もちろん考え事をしていたので聞いているわけがなかった。だが、大体の見当は付いていた。
「あー、あれだろ。魔王が現れたから倒してくれとかそんな奴」
女性は笑いながら言う。
「いえいえ、そんな事させませんよ。今回お呼びしたのは――――」
「と思わせつつ、異世界人には昔から恩があるからこっち側で支障が無いよう用事が無い人を誘って恩返しをして返すつもりだったと」
女性は驚いた顔をし、
「どうして知っているんですか!?」
と問いかけてきた。
「あたってたのか……。まあ、どんな理由であれ人を勝手に呼び出したら反感食らうぞ」
女性の問いは無視し、忠告すると、
「こちらの問いに答えてください!」
と怒られた。
まあ、それも無理はない。まさか呼び出した直後の人に自分の思惑がばれてるとは思ってもみなかっただろう。

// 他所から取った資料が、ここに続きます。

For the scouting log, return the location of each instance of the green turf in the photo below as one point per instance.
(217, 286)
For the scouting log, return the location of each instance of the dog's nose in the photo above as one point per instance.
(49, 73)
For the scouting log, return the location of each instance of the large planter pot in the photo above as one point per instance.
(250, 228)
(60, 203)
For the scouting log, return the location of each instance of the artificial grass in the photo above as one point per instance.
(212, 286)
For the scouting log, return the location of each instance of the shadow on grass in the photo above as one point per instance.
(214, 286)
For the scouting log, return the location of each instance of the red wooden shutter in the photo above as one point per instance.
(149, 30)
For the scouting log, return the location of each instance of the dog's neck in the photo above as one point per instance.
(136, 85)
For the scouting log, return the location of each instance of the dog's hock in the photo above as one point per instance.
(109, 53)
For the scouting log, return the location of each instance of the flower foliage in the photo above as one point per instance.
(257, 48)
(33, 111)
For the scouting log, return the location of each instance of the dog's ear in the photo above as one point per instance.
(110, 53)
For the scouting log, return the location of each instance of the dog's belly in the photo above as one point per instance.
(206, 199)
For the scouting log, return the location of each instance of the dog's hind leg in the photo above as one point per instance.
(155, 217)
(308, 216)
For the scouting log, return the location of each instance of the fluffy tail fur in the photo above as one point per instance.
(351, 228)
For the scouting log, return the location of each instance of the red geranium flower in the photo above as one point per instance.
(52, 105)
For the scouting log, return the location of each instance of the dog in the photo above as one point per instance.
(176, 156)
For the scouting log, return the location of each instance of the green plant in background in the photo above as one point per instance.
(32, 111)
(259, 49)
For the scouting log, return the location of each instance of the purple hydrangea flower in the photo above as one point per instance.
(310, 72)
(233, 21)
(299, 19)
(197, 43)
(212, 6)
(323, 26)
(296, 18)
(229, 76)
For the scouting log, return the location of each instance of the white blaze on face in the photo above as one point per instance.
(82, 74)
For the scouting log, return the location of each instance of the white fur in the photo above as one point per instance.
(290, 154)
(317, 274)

まあ、俺も今言ったのは冗談だったし、彼女にはもう一つ思惑、というか下心があるだろう。
「あとは、知り合いにもう一度会いたくて呼び出した人の中にいたらなんて思ってたり」
この言葉を聞いた女性は俺に対する警戒度を一気にあげた。
彼女だってほとんど意識してない望みだったんだろう。そんな自分でも分かるか怪しい気持ちを言い当てられたんだ。警戒度も上がるものだろう。

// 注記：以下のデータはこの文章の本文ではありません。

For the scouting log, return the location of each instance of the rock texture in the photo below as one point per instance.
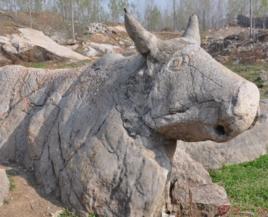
(4, 186)
(191, 190)
(32, 45)
(245, 147)
(103, 138)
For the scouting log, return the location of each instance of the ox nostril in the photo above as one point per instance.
(220, 130)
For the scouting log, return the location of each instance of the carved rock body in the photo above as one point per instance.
(103, 138)
(245, 147)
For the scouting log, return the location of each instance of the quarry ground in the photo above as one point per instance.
(246, 184)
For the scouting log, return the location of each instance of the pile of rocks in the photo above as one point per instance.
(33, 46)
(94, 28)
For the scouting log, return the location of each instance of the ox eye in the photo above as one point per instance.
(175, 64)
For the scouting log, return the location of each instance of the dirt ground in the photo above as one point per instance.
(26, 199)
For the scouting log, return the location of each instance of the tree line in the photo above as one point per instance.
(155, 14)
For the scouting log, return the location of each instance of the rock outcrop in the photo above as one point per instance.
(32, 46)
(103, 138)
(4, 186)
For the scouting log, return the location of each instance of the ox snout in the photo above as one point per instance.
(241, 112)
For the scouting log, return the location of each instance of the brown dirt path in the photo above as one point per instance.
(25, 199)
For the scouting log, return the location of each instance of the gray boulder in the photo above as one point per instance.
(32, 45)
(103, 138)
(191, 191)
(4, 186)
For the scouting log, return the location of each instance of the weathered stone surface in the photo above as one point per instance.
(32, 45)
(103, 138)
(4, 186)
(245, 147)
(191, 190)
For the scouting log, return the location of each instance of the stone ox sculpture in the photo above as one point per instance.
(103, 138)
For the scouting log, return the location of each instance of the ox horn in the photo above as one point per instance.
(192, 31)
(145, 42)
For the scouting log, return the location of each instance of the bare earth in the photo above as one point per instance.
(25, 200)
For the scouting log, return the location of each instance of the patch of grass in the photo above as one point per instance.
(68, 213)
(252, 73)
(246, 184)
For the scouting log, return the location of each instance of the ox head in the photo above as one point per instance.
(193, 97)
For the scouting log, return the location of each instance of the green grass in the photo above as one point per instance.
(246, 184)
(252, 73)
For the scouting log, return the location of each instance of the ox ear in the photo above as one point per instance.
(145, 42)
(192, 32)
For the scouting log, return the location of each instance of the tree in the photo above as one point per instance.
(116, 7)
(152, 16)
(251, 18)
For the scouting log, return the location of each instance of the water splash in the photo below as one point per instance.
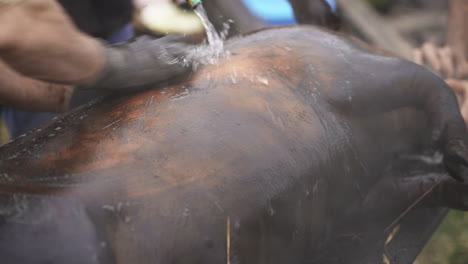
(210, 51)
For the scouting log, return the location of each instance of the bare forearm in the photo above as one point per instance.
(39, 40)
(30, 94)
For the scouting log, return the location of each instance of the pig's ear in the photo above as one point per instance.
(315, 12)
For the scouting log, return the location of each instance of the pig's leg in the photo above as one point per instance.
(379, 84)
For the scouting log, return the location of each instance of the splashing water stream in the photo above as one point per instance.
(213, 50)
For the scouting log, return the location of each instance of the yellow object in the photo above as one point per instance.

「あなたは何者ですか。なぜ私の考えを知っているんですか?」
「知っているって言っても飽くまで想像だよ。君の性格上悪いことはないって初めから気づいていたしね。まさか、最初に言った思惑については冗談のつもりだったんだけどね」
「なぜ、あなたが私を語るんですか。初対面の筈です。あなたは一体何者――――」
「何者って酷いなあ。俺の事を忘れてしまったのか?アリス」
女性は一瞬驚きに目を瞠ると、その目を潤ませた。そして俺の事をじろじろと見ると、大粒の涙を零しながら抱き着いてきた。

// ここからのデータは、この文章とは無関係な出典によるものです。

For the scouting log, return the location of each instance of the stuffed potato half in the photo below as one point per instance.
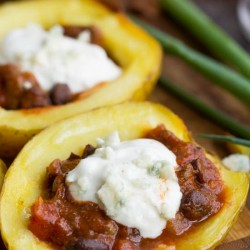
(24, 180)
(137, 53)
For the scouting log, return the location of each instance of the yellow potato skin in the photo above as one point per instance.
(137, 53)
(24, 179)
(3, 170)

「カズマ、カズマ。会いたかった。会いたかったよぉ。」
「ごめんなアリス。いや、今はセレスか?今さっき召喚されるまで記憶を無くしててな……。今までアリスを忘れてた俺だが、それでも好きでいてくれるか?」
「アリスでいいです。当たり前じゃないですか。言ったはずです。例えこの身が滅びようとも愛し続けると。もう、会えないと思っていました。また、会えただけでも十分です」
正直、返答は分かっていた。もし、既に俺に愛想を尽かしていたらこんな反応はしないだろう。だけど、それでもその返答を貰えて嬉しかった。
俺は自分の気持ちが伝わるよう、より強く抱きしめた。